Mord verschreibt nicht

Ist es sinnvoll, einen Hundertjährigen für Taten zu verklagen, die vor 80 Jahren stattgefunden haben, jemanden, der ein relativ kleines Stück in den riesigen Rädchen der Nazi-Todesmaschine war? Nach Meinung von Thomas Will ja.

„Einerseits hat die Justizministerkonferenz im Juni 2015 beschlossen, dass das Werk Ludwigsburg in seiner jetzigen Form so lange erhalten bleibt, wie es strafrechtliche Aufgaben gibt, also Kriminelle auffindbar sind.“ er erklärt.

„Auf der anderen Seite, das Gesetz schließt die Verjährung von Mordhandlungen, insbesondere im Zusammenhang mit NS-Massenverbrechen, aus.“

Der Begriff der individuellen Schuld hat sich jedoch seit der Verurteilung des ehemaligen Wärters John Demjanjuk im Jahr 2011 in der Rechtspraxis geändert. Bis dahin war der Nachweis einer direkten persönlichen Beteiligung an den Todesfällen Voraussetzung für eine strafrechtliche Verfolgung. Ehemalige KZ-Aufseher hatten bereits in den 1960er und 1970er Jahren an der Verfolgung von NS-Verbrechen teilgenommen, allerdings nur als Zeugen.

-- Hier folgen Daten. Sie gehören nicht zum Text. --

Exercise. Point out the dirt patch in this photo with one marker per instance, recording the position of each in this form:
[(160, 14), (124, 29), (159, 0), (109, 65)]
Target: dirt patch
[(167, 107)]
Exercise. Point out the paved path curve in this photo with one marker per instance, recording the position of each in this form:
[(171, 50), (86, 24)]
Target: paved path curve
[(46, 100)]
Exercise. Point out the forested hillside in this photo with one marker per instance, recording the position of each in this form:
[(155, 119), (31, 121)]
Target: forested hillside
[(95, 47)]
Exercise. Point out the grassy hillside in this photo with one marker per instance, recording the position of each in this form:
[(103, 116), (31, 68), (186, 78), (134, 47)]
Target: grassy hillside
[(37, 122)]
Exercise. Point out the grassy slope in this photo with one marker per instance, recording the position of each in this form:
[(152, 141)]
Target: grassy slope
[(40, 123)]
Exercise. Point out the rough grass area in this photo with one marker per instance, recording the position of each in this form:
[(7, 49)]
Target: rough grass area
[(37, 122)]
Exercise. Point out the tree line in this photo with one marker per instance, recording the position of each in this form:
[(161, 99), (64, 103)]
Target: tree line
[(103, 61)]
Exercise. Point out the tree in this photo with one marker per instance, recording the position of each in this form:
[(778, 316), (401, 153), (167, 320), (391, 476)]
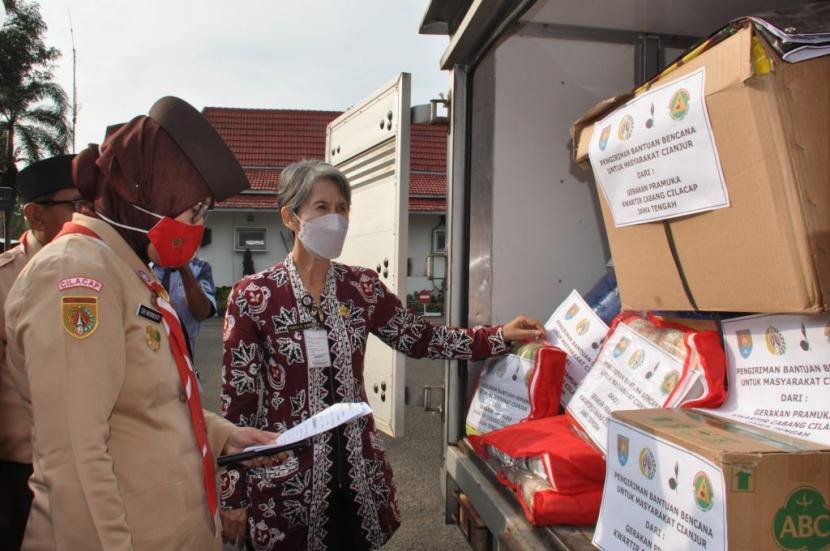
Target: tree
[(33, 108)]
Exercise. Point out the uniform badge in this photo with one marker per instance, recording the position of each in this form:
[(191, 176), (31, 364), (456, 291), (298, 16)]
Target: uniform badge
[(80, 281), (153, 337), (148, 313), (79, 315)]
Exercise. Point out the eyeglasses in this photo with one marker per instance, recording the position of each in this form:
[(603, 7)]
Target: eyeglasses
[(77, 204)]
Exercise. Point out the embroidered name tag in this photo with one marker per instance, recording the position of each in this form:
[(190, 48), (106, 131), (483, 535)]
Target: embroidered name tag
[(300, 326), (80, 281), (148, 313)]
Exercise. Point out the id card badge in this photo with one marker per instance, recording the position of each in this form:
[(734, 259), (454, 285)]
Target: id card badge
[(317, 347)]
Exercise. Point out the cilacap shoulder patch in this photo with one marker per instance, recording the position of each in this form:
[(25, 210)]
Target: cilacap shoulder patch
[(79, 315)]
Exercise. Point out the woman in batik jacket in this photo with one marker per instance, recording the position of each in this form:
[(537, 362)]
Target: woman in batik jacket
[(337, 493)]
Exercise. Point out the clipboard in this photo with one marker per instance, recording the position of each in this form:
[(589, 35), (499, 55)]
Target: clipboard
[(225, 460)]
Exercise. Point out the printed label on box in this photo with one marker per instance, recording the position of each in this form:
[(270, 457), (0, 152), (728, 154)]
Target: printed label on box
[(655, 157), (575, 328), (630, 372), (779, 374), (501, 398), (659, 496)]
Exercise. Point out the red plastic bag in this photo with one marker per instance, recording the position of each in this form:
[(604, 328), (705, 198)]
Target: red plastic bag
[(697, 350), (556, 474), (525, 384)]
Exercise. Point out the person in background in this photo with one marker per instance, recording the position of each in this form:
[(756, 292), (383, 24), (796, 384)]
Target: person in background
[(192, 293), (295, 339), (123, 453), (49, 198)]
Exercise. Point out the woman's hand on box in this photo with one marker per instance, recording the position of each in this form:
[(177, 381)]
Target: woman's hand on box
[(523, 328)]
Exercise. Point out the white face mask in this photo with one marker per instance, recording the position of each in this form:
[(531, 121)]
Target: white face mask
[(324, 236)]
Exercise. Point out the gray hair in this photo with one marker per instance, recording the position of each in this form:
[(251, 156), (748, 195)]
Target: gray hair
[(297, 179)]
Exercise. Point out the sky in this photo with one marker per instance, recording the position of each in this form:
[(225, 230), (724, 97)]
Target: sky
[(281, 54)]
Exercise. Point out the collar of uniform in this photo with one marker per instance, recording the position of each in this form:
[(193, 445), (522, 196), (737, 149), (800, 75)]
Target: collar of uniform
[(31, 245), (114, 241)]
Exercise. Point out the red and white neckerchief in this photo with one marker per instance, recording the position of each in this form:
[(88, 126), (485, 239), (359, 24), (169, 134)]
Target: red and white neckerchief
[(184, 365)]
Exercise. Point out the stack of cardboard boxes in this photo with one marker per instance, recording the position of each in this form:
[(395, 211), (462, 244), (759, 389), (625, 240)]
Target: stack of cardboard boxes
[(689, 480)]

  • Der Nazi-Kriminelle John Demjanjuk stirbt im Alter von 91 Jahren in Deutschland

Was sich vor etwa zehn Jahren geändert hat, ist, dass „die Ausübung der Funktion allgemein in einem Konzentrationslager bei erkennbaren systematischen Morden eine Strafe wegen Mittäterschaft rechtfertigen kann, wenn die Feststellungen im Hauptverfahren diese These stützen“, sagt Wille.

Der Fall Demjanjuk ebnete den Weg für neue Verurteilungen

John Demjanjuk wurde im Alter von 91 Jahren in München wegen Mittäterschaft in mehr als 28.000 Mordfällen zu fünf Jahren Haft verurteilt. Im Urteil hieß es, er sei Teil der nationalsozialistischen Vernichtungsmaschinerie gewesen.

Seitdem wurden mehrere weitere Männer verurteilt, weil sie den Gerichten zufolge durch ihre Tätigkeit als Wächter die begangenen Verbrechen beobachtet hatten und wussten, dass systematisch Morde begangen oder Häftlinge unterernährt und mit der Absicht, ihren Tod herbeizuführen, misshandelt wurden ( „de bewusst und freiwillig“).

Das jüngste diesbezügliche Urteil kam im Juli 2020, als das Hamburger Landgericht einen ehemaligen Wärter des Lagers Stutthof bei Danzig wegen Mittäterschaft in 5.232 Mordfällen zu zwei Jahren Jugendstrafe auf Bewährung verurteilte. Damals war er 93 Jahre alt.

Ob die wenigen verbleibenden Ermittlungen zu Gerichtsverfahren führen oder nicht, hängt von der Beteiligungsfähigkeit der angeklagten älteren Menschen ab. Ärzte sagen, dass der 100-jährige ehemalige Wärter, dessen Prozess an diesem Donnerstag beginnt, für zwei bis zweieinhalb Stunden vor Gericht erscheinen kann. Die Anhörungen sind bis Januar 2022 angesetzt. Dem Angeklagten wird eine spezielle Toilette zur Verfügung gestellt.